Geceliklerimi çıkarıp dolabımdan günlük birkaç kıyafet giydim. Aşağı indiğimde Draco'yu göremesem de kafama takmadım, sonuçta son zamanlarda hiç etrafımda değildi...

Koltukta oturmuş telefonuyla ilgilenen Beneditch benim gördüğümü görünce telefonunu kapatıp yanına koyarak karşısındaki koltuğu gösterdi oturmam için. Sessizce karşısına geçtiğimde konuşmaya başladı.

-Bak Isabell, sana bu yaptıklarının hepsi için teşeşkkür ederim, sen olmasan belki kardeşim şuan ölmüştü. Hatta belki ben bile. Ama- bizim artık gitmemiz gerek. Bir yer ayarladım, olabildiğince güvenli. Yani artık burada olmamıza gerek yok. Yeterince yardım ettin zaten.

-Tamam eğer ayarladıysan sorun yok. Ne zaman gitmeyi düşünüyorsunuz?

-Her şey olması gerektiği gibi giderse yarın sabah erkenden. Sizi de yeterince tehlikeye attık.

-Ah merak etme o konuyla ilgili bir fikrim var.

-Neymiş?

-Boşver onu. Hayden'ın haberi var mı?

-Hayır şimdi onunla da konuşacağım.

Kafamı sallayıp kalktım. Draco'yu bulup haberi ona vermek istiyordum. Ama nerdeydi ki? 

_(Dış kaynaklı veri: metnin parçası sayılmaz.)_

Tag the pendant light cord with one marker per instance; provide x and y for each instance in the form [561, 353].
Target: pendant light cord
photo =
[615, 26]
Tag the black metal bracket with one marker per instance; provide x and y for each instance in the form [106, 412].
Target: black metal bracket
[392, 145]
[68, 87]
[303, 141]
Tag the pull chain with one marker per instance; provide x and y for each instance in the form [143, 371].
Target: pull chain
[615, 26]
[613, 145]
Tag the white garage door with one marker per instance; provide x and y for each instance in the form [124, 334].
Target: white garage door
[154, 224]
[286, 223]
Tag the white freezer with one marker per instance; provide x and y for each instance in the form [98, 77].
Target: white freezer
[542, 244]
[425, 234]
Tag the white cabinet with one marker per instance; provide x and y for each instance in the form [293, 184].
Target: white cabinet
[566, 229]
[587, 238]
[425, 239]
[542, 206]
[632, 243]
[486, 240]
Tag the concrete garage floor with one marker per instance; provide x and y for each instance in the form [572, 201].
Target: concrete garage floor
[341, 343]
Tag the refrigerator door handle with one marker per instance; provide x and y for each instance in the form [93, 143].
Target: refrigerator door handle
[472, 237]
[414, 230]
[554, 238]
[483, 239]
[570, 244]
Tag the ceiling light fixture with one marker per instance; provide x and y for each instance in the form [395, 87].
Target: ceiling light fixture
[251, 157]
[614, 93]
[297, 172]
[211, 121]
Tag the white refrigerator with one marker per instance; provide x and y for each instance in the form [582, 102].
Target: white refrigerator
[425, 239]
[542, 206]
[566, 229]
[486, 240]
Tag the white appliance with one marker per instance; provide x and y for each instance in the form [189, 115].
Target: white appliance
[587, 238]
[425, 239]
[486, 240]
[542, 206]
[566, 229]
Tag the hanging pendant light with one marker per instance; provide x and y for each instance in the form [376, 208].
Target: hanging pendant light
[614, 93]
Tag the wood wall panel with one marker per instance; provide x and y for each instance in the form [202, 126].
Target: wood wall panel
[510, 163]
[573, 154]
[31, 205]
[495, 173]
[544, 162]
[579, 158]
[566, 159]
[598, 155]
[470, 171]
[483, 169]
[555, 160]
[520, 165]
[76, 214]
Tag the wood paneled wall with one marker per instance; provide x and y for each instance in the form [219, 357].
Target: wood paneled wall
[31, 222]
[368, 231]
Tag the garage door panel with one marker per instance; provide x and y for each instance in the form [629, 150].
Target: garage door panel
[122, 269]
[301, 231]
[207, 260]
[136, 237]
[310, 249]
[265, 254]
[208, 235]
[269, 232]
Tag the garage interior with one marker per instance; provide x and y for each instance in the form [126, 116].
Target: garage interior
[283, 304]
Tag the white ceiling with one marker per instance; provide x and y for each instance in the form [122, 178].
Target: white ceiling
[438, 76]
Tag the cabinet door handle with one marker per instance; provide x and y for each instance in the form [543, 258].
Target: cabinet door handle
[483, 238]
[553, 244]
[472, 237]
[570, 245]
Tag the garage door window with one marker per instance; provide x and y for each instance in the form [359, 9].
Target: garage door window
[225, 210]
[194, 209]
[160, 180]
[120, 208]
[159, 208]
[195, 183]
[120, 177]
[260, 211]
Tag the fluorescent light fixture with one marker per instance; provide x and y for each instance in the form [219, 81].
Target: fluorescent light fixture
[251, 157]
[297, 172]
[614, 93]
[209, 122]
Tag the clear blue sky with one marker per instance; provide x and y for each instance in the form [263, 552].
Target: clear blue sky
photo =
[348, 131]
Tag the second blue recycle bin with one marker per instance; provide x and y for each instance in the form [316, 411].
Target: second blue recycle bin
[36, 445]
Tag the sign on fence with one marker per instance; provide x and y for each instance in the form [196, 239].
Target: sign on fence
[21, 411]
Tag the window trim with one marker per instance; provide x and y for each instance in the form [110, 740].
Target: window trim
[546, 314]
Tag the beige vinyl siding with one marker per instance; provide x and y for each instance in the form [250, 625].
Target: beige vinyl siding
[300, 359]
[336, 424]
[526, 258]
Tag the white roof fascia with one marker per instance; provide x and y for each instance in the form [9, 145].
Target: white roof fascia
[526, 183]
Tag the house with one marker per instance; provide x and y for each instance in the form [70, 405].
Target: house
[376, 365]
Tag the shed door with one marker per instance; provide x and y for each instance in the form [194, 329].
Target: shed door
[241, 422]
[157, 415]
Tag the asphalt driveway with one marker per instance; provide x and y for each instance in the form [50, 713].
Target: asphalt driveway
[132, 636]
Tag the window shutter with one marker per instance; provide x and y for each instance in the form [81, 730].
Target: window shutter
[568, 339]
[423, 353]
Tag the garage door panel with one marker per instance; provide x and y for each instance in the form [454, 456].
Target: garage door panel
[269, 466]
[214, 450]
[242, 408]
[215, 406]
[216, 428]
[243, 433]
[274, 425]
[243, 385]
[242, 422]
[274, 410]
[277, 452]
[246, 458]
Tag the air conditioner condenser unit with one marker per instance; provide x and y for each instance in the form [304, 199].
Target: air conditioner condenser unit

Bir süre evde dolaşıp onun evde olmadığına kanaat getirdikten sonra dışarı çıktım. Elinde bıçaklarla çalışn Draco'yu görüp gülümsedim. Bunu onun da sevmesini seviyordum.

-Draco.

Beni duysa da elindeki bıçaklar bitene kadar odağını kaybetmedi. Sonunda bana döndü.

-Selam.

-Kolay gelsin. Sabahları erkenden kalkıp bunu mu yapıyordun?

-Sayılır. Her gün değil. Bazen uzaklaşıp muggle aletlerini kullanıyorum ve- sen yokken ok kullanmaya da başladım.

-Vay canına. Bunu beklemiyordum. Ne kadar geliştirdin peki?

-Yeterince iyiyim okta. Bıçaklarda ustalaştım. Muggle silahlarına da hakim olsam da tercihim değiller.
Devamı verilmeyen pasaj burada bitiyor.